Staffordshire Wildlife Trust Acquire the Roaches

After a period of uncertainty the future of the Roaches has been settled. The Staffordshire Wildlife Trust (SWT) has been selected by the Peak District National Park Authority (PDNPA) to take on a 125-year lease of the estate.

The 395-hectare (975-acres) estate in Staffordshire features the iconic rock skyline of the Roaches and Hen Cloud. Its moorland and distinctive ridges are hugely popular with walkers and climbers.

The land is protected by law for its wildlife and landscape value. It is part of a Site of Special Scientific Interest and the farmland is subject to a sensitive area agreement.

As reported on UKC/UKH last week, three organisations put in bids for the estate, which is part of the PDNPA's rolling programme of transferring properties to 'like-minded' bodies in the face of 28.5% budget cuts from 2010 to 2015. The other bidders were the Land Trust and the National Trust.

Don Whillans Memorial Hut at the Roaches
© Chris Craggs

Christopher Pennell, chair of the PDNPA's audit, resources and performance committee which made the decision, said:

'All three bids were strong but after careful consideration we decided that Staffordshire Wildlife Trust had put in the best tender against the Authority's demanding criteria and had demonstrated the most local support for taking on the lease.'

'We evaluated all the bids to see if they were financially viable and to assess what contribution they would make, particularly the way their work would help achieve national park purposes by enabling people to enjoy and learn about this special area.'

'We believe the wildlife trust provides the best future for the Roaches, with the additional resources it brings, to conserve its wildlife, heritage and landscape, ensure open access, increase understanding of its special qualities, and look after its farmland to high conservation standards.'

The estate also includes a car park at Gradbach and Rockhall Cottage, also known as the Don Whillans Memorial hut, a unique dwelling built into the rock which is currently let to the British Mountaineering Council (BMC) for overnight stays. The BMC's interests as tenants will be protected in the new agreement to be negotiated with SWT.

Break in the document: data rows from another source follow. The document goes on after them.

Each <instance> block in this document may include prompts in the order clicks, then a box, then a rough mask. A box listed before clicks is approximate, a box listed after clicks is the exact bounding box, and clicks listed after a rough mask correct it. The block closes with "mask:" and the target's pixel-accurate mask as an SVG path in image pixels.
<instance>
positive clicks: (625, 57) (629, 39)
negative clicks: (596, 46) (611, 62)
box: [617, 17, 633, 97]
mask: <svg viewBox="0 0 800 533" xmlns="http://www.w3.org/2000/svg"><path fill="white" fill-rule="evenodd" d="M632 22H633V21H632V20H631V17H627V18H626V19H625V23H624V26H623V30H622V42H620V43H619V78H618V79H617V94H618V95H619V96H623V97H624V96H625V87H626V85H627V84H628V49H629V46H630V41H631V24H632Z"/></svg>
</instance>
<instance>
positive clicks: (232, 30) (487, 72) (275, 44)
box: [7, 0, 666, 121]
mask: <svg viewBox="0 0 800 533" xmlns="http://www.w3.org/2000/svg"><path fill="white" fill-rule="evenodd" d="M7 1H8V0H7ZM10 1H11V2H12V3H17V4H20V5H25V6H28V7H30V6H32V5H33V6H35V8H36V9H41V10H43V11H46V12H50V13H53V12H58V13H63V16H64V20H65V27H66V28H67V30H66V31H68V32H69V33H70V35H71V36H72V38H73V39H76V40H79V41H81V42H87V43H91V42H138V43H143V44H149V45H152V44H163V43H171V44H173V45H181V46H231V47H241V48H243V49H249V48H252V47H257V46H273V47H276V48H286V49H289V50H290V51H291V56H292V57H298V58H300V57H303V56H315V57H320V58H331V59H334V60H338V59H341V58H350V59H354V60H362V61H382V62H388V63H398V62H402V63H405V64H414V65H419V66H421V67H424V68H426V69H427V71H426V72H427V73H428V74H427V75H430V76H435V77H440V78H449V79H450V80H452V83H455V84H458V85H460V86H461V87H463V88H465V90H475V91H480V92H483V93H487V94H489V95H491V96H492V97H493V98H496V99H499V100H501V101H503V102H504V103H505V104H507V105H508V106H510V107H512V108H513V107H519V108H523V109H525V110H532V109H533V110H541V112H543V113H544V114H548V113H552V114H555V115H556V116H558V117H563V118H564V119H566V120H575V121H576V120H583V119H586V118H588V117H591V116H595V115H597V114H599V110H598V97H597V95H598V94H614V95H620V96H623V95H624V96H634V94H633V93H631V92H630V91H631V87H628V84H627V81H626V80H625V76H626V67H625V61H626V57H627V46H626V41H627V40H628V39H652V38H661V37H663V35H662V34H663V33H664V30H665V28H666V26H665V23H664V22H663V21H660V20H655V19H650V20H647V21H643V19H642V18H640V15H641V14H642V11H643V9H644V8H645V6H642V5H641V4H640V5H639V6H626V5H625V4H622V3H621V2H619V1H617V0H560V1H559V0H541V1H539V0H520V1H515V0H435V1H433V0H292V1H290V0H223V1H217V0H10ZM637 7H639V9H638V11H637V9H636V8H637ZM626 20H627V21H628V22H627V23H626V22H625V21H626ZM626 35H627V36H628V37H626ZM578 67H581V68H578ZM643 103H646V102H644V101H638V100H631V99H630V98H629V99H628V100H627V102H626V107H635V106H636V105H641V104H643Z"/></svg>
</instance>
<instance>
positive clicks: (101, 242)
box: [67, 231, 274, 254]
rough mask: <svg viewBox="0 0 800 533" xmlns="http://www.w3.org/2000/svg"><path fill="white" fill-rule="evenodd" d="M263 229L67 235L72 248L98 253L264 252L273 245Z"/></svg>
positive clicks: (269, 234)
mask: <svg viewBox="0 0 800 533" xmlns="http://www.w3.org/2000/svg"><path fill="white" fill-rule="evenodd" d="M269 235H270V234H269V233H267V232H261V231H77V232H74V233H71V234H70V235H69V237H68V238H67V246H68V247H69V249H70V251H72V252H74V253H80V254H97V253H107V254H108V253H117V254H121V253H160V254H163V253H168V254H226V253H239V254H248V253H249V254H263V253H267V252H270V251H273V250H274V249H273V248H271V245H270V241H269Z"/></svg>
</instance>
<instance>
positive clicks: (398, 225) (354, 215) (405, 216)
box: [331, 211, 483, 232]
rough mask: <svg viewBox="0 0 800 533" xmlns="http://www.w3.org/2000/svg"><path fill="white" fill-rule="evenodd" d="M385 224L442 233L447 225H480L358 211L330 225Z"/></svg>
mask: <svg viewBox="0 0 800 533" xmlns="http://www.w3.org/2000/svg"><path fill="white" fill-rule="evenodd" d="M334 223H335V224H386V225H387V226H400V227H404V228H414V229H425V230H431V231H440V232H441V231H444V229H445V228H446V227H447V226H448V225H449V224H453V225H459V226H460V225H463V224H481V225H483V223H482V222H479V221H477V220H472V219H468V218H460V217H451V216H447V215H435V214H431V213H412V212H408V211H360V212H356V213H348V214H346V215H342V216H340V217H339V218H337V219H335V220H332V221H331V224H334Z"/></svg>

The PDNPA took over the site in poor condition in 1980 to protect it for wildlife and public access. Since then it has improved the area for wildlife and flora, worked with local people and interest groups and managed the estate to balance intense recreational pressures with environmental concerns.

SWT will look after the estate and work in partnership with a range of groups and organisations including the PDNPA, the BMC and Staffordshire Moorlands District Council.

The organisation plans to:

  • continue to look after the estate's wildlife and cultural heritage
  • work to enhance the estate's biodiversity
  • continue to improve access and footpaths
  • encourage more involvement from local people and communities

SWT is expected to begin its 125-year lease period in spring 2013 once detailed negotiations have been completed and legal agreements signed. These will ensure public access to the estate and require them to continue the restoration and conservation of habitats. Shooting rights have been specifically excluded from the lease and are retained by the PDNPA.

The Authority retains its freehold interest in the estate and promises to 'work with its new tenant to ensure the highest standards of care of the Roaches'.

It remains to be seen whether walkers and climbers will notice any difference on the ground once the Roaches' new management take over.